Wir als Falken Jena setzen uns mit verschiedenen Themen der sozialen Ungleichheit auseinander, so auch im Besonderen mit Geschlechtergerechtigkeit. Mit Vorträgen und Veranstaltungen tragen wir zur politischen Bildung und Demokratieförderung in Jena und insbesondere an der Friedrich-Schiller-Universität bei. Gleichzeitig beobachten wir diesen undemokratischen und intransparenten Prozess zur Streichung der Geschlechtergeschichte und möchten hiermit klare Stellung für den Erhalt der Professur für Geschlechtergeschichte beziehen.
Die aktuellen Ereignisse in der Welt – von den USA bis in den Iran und Afghanistan – führen uns die Dringlichkeit vor Augen, sich mit Geschlechtergerechtigkeit wissenschaftlich auseinanderzusetzen.

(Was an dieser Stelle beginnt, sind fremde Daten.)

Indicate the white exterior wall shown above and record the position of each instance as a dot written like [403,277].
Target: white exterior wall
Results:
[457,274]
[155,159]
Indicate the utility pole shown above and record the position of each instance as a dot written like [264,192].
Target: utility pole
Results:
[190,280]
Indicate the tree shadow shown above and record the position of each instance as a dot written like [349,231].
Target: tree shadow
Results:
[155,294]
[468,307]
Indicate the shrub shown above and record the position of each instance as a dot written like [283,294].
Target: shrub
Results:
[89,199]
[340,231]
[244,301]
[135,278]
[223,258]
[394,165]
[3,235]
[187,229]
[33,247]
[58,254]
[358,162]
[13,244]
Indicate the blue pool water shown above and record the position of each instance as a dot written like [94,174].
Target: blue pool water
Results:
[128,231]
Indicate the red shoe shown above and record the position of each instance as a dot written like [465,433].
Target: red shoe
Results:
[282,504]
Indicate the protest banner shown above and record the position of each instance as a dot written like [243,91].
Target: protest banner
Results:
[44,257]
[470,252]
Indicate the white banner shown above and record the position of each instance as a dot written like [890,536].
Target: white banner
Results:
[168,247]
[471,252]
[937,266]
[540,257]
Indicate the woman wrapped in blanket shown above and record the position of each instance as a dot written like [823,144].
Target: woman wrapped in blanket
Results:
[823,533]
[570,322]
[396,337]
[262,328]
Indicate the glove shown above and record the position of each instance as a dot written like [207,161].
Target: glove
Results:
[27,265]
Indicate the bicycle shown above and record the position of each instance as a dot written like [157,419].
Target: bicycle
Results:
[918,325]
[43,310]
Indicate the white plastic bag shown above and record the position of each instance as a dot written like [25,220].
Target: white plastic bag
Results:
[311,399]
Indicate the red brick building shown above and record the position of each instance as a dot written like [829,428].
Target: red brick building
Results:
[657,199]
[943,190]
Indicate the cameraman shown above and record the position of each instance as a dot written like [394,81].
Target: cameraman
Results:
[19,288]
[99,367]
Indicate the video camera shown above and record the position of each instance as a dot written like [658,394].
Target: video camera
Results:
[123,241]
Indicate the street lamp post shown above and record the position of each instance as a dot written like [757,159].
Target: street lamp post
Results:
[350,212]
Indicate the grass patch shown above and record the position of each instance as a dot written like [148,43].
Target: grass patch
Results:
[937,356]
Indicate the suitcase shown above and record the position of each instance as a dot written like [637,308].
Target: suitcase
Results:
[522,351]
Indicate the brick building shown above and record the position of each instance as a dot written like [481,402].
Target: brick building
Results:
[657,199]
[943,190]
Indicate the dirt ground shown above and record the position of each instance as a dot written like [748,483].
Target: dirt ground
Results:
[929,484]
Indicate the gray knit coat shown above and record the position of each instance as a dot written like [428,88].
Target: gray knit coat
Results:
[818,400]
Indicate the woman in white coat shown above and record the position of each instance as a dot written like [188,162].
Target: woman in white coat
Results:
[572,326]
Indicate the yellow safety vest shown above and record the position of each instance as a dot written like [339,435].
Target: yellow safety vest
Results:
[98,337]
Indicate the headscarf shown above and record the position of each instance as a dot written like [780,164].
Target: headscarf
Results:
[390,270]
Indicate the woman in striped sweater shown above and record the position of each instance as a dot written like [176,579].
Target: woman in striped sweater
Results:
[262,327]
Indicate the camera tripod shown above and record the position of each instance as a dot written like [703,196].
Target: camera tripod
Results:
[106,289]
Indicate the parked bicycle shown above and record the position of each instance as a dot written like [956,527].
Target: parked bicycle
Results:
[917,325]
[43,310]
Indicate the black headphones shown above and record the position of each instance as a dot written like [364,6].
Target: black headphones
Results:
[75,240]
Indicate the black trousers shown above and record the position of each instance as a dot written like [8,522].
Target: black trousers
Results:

Auch hier in Deutschland ist die Gleichstellung der Geschlechter weder erreicht noch das Geschlechterverhältnis vollständig erforscht. Auch die Universität Jena führt verschiedene Maßnahmen durch, die die Geschlechtergerechtigkeit in der Wissenschaft unterstützen sollen. Hier sehen wir einen offenen Widerspruch zwischen diesen Bemühungen und der Entscheidung, den Lehrbereich für Geschlechtergeschichte und damit die ausführliche historisch-wissenschaftliche Auseinandersetzung mit diesem Thema zu streichen. Die Friedrich-Schiller-Universität versucht mit Maßnahmen wie der „Tage der Vielfalt – Diversity Days“ und T-Shirts in Regenbogen-Farben ein Image von Vielfalt, Diversität und Geschlechtergerechtigkeit zu erzeugen. Gleichzeitig soll eine wissenschaftliche Auseinandersetzung durch einen bereits existierenden Lehrbereich jedoch gestrichen werden. Das können wir nicht verstehen. Dabei ist es auch für aktuelle und zukünftige Maßnahmen der Geschlechtergerechtigkeit notwendig, Fragen von Geschlecht und damit Fragen der Gesellschaft in ihrem historischen Zusammenhang zu betrachten – gerade in der Wissenschaft.
Nicht nur, aber vor allem im Zuge eines Rechtsrucks hier in Deutschland und Europa, sind wir entsetzt darüber, dass man mit einer solchen Maßnahme, Forderungen und Wünsche der AfD inhaltlich in einem solch undemokratischen Prozess nachkommt. Bezugnehmend auf die Äußerungen von Prof. Dr. Gisela Mettele im Neuen Deutschland vom 26.09.2022 kritisieren wir weitergehend den Prozess, wie die Umwidmung der Geschlechtergeschichte zustande gekommen ist. Aus den Schilderungen geht hervor, dass die unterschiedlichen Statusgruppen nicht ausreichend eingebunden und die Entscheidung ohne hinreichende Debatten abgewickelt wurde.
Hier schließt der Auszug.